Understanding Mixed Precision Training

Mixed precision for training neural networks can reduce training time and memory requirements without affecting model performance

Jonathan Davis

Image for post — Photo by patricia serna on Unsplash

As deep learning methodologies have developed, it has been generally agreed that increasing the size of a neural network improves performance. However, this is at the detriment of memory and compute requirements, which also need to be increased to train the model.

This can be put into perspective by comparing the performance of Google’s pre-trained language model, BERT, at different architecture sizes. In the original paper, Google’s researchers reported an average GLUE score of 79.6 for BERT-Base and 82.1 for BERT-Large. This small increase of 2.5 came with an extra 230M parameters (110M vs. 340M)!

As a rough calculation, if each parameter is stored in single precision (more detail below), which is 32 bytes of information, then 230M parameters is equivalent to 0.92Gb in memory. This may not seem too large in and of itself, but consider that during each training iteration these parameters goes through a series of steps of matrix arithmetics, calculating further values, such as gradients. All these extra values can quickly become unmanageable.

In 2017, a group of researchers from NVIDIA released a paper detailing how to reduce the memory requirements of training neural networks, using a technique called Mixed Precision Training:

We introduce methodology for training deep neural networks using half-precision floating point numbers, without losing model accuracy or having to modify hyperparameters. This nearly halves memory requirements and, on recent GPUs, speeds up arithmetic.

In this article, we will explore mixed-precision training, understanding both how it fits into the standard algorithmic framework of deep learning and how it is able to reduce computational demand without affecting model performance.

Floating Point Precision

The technical standard used for representing floating-point numbers in binary formats is IEEE 754, established in 1985 by the Institute of Electrical and Electronics Engineering.

As set out in IEEE 754, there are various levels of floating-point precision, ranging from binary16 (half-precision) to binary256 (octuple-precision), where the number after “binary” equals the number of bits available for representing the floating-point value.

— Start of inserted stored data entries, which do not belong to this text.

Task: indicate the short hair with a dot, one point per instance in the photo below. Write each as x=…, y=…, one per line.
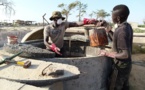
x=122, y=11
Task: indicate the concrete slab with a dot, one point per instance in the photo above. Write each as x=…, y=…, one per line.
x=11, y=85
x=33, y=74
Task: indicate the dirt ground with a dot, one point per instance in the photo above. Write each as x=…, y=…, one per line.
x=137, y=77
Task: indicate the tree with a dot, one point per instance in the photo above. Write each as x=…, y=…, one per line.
x=8, y=6
x=82, y=9
x=144, y=21
x=101, y=14
x=66, y=9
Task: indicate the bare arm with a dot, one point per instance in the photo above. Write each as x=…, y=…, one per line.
x=46, y=37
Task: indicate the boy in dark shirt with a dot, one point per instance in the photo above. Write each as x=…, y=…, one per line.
x=122, y=48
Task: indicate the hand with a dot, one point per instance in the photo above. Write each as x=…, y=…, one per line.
x=102, y=53
x=89, y=21
x=108, y=28
x=55, y=49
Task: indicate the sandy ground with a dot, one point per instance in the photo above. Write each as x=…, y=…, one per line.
x=137, y=77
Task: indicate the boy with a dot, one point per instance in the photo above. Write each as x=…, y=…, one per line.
x=122, y=48
x=54, y=33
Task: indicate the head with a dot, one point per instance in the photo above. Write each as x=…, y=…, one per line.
x=57, y=17
x=120, y=14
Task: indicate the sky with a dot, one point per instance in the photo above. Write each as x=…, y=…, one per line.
x=35, y=9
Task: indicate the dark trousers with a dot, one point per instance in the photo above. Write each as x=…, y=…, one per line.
x=120, y=78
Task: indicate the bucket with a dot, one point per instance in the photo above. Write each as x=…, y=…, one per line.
x=12, y=39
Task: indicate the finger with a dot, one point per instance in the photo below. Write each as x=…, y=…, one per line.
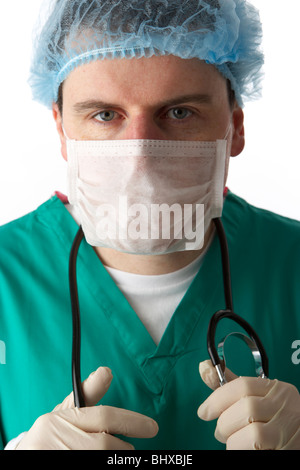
x=93, y=388
x=256, y=436
x=210, y=377
x=223, y=397
x=111, y=421
x=242, y=413
x=103, y=441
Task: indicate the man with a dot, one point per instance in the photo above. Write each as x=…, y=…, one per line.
x=129, y=84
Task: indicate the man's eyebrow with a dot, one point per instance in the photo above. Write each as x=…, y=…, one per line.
x=98, y=104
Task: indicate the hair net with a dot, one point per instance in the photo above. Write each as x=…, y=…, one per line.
x=226, y=33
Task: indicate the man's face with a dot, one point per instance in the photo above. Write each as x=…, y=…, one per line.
x=163, y=98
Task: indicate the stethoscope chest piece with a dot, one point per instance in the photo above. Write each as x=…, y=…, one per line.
x=251, y=339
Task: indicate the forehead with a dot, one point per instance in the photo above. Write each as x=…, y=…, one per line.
x=144, y=80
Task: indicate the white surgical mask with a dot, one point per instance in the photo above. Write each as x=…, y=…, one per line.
x=146, y=196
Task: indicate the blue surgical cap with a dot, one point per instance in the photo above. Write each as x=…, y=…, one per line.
x=225, y=33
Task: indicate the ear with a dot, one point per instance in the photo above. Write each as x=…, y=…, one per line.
x=59, y=126
x=238, y=136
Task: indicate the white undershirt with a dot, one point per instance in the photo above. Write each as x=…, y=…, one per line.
x=154, y=298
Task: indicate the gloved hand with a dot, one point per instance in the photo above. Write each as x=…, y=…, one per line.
x=90, y=428
x=253, y=413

Unlike integer values, where the bits simply represent the binary form of the number, perhaps with a single bit reserved for the sign, floating-point values also need to consider an exponent. Therefore, the representation of these numbers in binary form is more nuanced and can significantly affect precision.

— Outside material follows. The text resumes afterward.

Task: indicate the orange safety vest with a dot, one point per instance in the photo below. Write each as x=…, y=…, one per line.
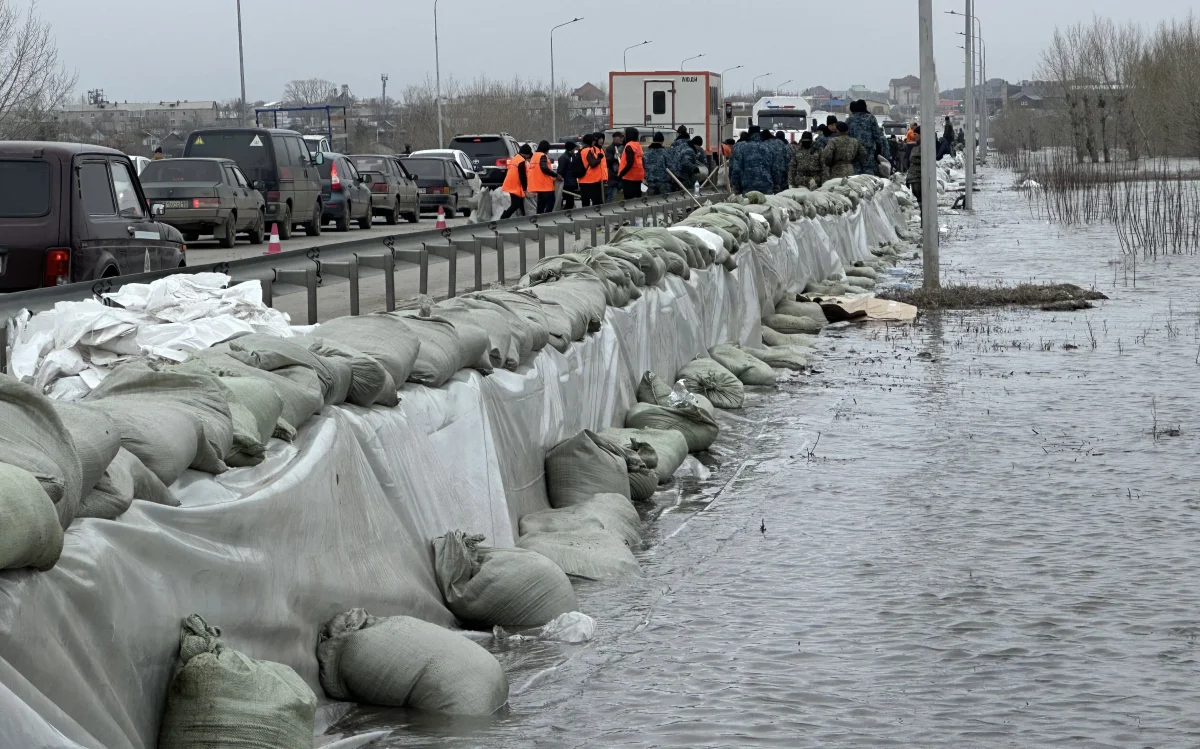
x=513, y=178
x=637, y=172
x=598, y=173
x=539, y=181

Historically, deep learning has used single-precision (binary32, or FP32) to represent parameters. In this format, one bit is reserved for the sign, 8 bits for the exponent (-126 to +127) and 23 bits for the digits. Half-precision, or FP16, on the other hand, reserves one bit for the sign, 5 bits for the exponent (-14 to +14) and 10 for the digits.

However, this comes at a cost. The smallest and largest positive, normal values for each are as follows:

As well as this, smaller denormalized numbers can be represented, where all the exponent bits are set to zero. For FP16, the absolute limit is 2^(-24) However, as denormalized numbers get smaller, the precision decreases.

We will not go into any further depth here to understand the quantitative limitations of different floating-point precision in this article, but the IEEE provides comprehensive documentation for further investigation.

Mixed Precision Training

During standard training of neural networks FP32 to represent model parameters at the cost of increased memory requirements. In mixed-precision training, FP16 is used instead to store the weights, activations and gradients during training iterations.

However, as we saw above this creates a problem, as the range of values that can be stored by FP16 is smaller than FP32, and precision decreases as number become very small. The result of this would be a decrease in the accuracy of the model, in line with the precision of the floating-point values calculated.

To combat this, a master copy of the weights is stored in FP32. This is converted into FP16 during part of each training iteration (one forward pass, back-propagation and weight update). At the end of the iteration, the weight gradients are used to update the master weights during the optimizer step.

Here, we can see the benefit of keeping the FP32 copy of the weights. As the learning rate is often small, when multiplied by the weight gradients they can often be tiny values. For FP16, any number with magnitude smaller than 2^(-24) will be equated to zero as it cannot be represented (this is the denormalized limit for FP16). Therefore, by completing the updates in FP32, these update values can be preserved.

The use of both FP16 and FP32 is the reason this technique is called mixed-precision training.

Loss Scaling

Although mixed-precision training solved, in the most part, the issue of preserving accuracy, experiments showed that there were cases where small gradient values occurred, even before being multiplied by the learning rate.

The NVIDIA team showed that, although values below 2^-27 were mainly irrelevant to training, there were values in the range [2^-27, 2^-24) which were important to preserve, but outside of the limit of FP16, equating them to zero during the training iteration. This problem, where gradients are equated to zero due to precision limits, is known as underflow.

Therefore, they suggest loss scaling, a process by which the loss value is multiplied by a scale factor after the forward pass is completed and before back-propagation. The chain rule dictates that all the gradients are subsequently scaled by the same factor, which moved them within the range of FP16.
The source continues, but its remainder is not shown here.